Lactation: Advise a lactating woman not to breastfeed during treatment with CABOMETYX and for 4 months after the final dose.

Reproductive Potential: Contraception―Advise females of reproductive potential to use effective contraception during treatment with CABOMETYX and for 4 months after the final dose. Infertility ―CABOMETYX may impair fertility in females and males of reproductive potential.

Hepatic Impairment: Reduce the CABOMETYX dose in patients with mild (Child-Pugh score [C-P] A) or moderate (C-P B) hepatic impairment. CABOMETYX is not recommended for use in patients with severe hepatic impairment.
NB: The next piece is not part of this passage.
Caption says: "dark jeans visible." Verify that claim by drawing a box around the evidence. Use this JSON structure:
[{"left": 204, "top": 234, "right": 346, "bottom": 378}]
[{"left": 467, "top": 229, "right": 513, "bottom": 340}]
Please see full Prescribing Information at View Source

About the Cobimetinib and Vemurafenib Combination

Cobimetinib is a reversible inhibitor that blocks the activity of MEK, a protein kinase that is part of a key pathway (the RAS-RAF-MEK-ERK pathway) that promotes cell division and survival. This pathway is frequently activated in human cancers including melanoma, where mutation of one of its components (BRAF) causes abnormal activation in about 50% of cases. Tumors with BRAF mutations may develop resistance and subsequently progress after treatment with a BRAF inhibitor. About 50% of patients with BRAF mutation positive melanoma experience a tumor response when treated with a BRAF inhibitor, however development of resistance and subsequent tumor progression limits treatment benefit. Clinical and preclinical analyses indicated that reactivation of the MEK-ERK pathway may underlie development of resistance to BRAF inhibitors in many progressing tumors, and that co-treatment with a BRAF and MEK inhibitor delays the emergence of resistance in the preclinical setting, providing the rationale for testing the combination of vemurafenib and cobimetinib in clinical trials. The U.S. Food & Drug Administration approved cobimetinib for the treatment of unresectable or metastatic melanoma with a BRAF V600E or V600K mutation, in combination with vemurafenib, in 2015. Cobimetinib is also being investigated in combination with several investigational and approved medicines, including an immunotherapy, in several tumor types, including non-small cell lung cancer, colorectal cancer, triple-negative breast cancer and melanoma.